SC gives lawyer time to establish ownership of Tejori Heights plot

Published October 29, 2021
The lawyer repeatedly requested the bench to send the matter back to the Sindh High Court where a suit about the land in question was filed by Pakistan Railways. — PPI/File
The lawyer repeatedly requested the bench to send the matter back to the Sindh High Court where a suit about the land in question was filed by Pakistan Railways. — PPI/File

KARACHI: The Supreme Court on Thursday observed that apparently the counsel for builders of Tejori Heights, Gulshan-i-Iqbal, remained unable to establish the ownership of the land being used for the construction of a multi-storey building on the plot.

However, the builders’ lawyer again requested for some time to seek instructions from the his clients when the three-member bench headed by Chief Justice Gulzar Ahmed was intending to pass an order. The hearing was put off for the day.

The other members of the bench are Justice Ijaz Ul Ahsan and Justice Qazi Mohammad Amin Ahmed.

The under-construction building is located near near the abandoned Gilani railway station of the Karachi Circular Railway. Pakistan Railways has claimed that the subject land had been allotted for the KCR and the same had been encroached upon by the builders.

When the matter came up for hearing on Thursday, senior counsel Raza Rabbani, representing the builders, made further submissions as he had also argued in the matter on Oct 25 and 26. However, he could not give a satisfactory reply to several questions raised by the bench to establish the title of the land.

Last ditch efforts by builders to save under-construction building from demolition

The CPJ observed that the construction on the land appeared to be illegal as the documents produced in the court were manipulated, and remarked that one could get any document from the board of revenue against a bribe.

He asked the lawyer to get instructions from his clients whether they were going to demolish the building or the court should pass an order in this regard.

Justice Ahsan asked the lawyer that the power of attorney only related to survey 190 and it did not speak about survey 188 or any other surveyed or Na-class (un-surveyed land).

He further said that there should have been a fresh sale deed for new/substitute property as title could not be transferred by rectification of general power of attorney or sale agreement.

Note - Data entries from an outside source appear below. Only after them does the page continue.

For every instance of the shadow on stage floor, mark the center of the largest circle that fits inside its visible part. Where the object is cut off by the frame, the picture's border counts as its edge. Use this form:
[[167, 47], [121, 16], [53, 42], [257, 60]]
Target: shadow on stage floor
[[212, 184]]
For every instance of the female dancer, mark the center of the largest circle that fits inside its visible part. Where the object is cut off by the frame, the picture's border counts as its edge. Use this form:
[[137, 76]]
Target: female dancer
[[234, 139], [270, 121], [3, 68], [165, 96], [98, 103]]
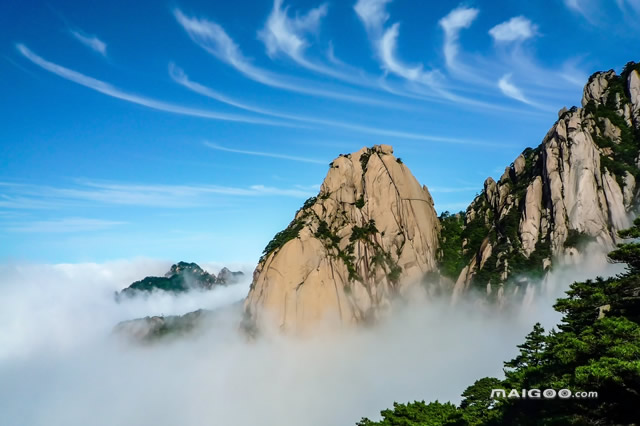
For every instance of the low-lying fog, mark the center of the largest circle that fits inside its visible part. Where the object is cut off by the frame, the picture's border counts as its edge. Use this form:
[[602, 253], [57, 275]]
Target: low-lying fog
[[60, 364]]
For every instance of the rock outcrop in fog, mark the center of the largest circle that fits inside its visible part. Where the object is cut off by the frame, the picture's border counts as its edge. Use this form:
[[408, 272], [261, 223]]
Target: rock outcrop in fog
[[579, 185], [371, 231], [182, 277]]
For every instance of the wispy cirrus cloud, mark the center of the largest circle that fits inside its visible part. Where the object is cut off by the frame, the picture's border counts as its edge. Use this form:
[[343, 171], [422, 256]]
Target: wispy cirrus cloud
[[109, 90], [264, 154], [181, 78], [387, 46], [286, 35], [516, 29], [510, 90], [373, 15], [211, 37], [65, 225], [454, 22], [90, 41], [47, 197]]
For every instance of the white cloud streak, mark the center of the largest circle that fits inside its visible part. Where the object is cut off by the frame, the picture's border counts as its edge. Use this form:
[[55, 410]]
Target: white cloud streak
[[391, 63], [264, 154], [515, 29], [373, 14], [181, 78], [282, 34], [28, 196], [211, 37], [91, 41], [510, 90], [65, 225], [109, 90], [457, 20]]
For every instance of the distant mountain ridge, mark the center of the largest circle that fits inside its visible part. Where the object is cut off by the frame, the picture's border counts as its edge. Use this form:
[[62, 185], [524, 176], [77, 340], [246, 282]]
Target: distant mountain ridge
[[182, 277], [579, 185]]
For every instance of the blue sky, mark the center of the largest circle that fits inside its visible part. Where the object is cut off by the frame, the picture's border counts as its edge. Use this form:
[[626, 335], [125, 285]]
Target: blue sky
[[194, 129]]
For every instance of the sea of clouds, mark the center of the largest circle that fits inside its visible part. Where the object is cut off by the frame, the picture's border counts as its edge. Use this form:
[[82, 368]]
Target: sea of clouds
[[60, 363]]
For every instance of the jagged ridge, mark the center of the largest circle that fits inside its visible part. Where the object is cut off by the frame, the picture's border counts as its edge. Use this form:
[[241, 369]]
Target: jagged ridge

While responding to another argument of the counsel, Justice Ahsan said that if the sale deed of the property in question was made in 2015 then why they waited for five years for rectification. The rectification deed could not constitute a sale deed, he added.

The counsel also drew the attention of the bench to a decree issued by a senior civil judge in 1989 about the land in question but Justice Ahsan observed that how adverse possession decree and ex-party decree could be issued about a state land.

When Mr Rabbani attempted to bank on a summary approved by the then chief minister about the subject land, the CJP said that the CM had nothing to do with it as he had no powers to grant government land to any private person.

The bench observed that till the cancellation of the sale deed of survey 190, allotment could not be made in survey 188.

The counsel argued that there was a typographic mistake regarding survey 190. However, the CJP did not agree saying that ‘survey 190’ was written everywhere in the documents.

The lawyer repeatedly requested the bench to send the matter back to the Sindh High Court where a suit about the land in question was filed by Pakistan Railways.

In December last year, the apex court had ordered immediate suspension of work on Tejori Heights and barred the builders from creating a third-party interest.

It had said that on the basis of documents, prima facie there was no right of Tejori Heights on the land in question and directed the commissioner of Karachi to take over the site till further order.

The lawyer for the PR had contended that the land belonged to the railways and an illegal construction was being made on the basis of forged documents.

Later, the builders had filed a review petition before the apex court against its earlier order. However, on Oct 25, Mr Rabbani informed the bench that he was withdrawing the review application and willing to make arguments as an intervener in another application filed by the railways about the subject land in the apex court. The bench allowed him to advance his arguments.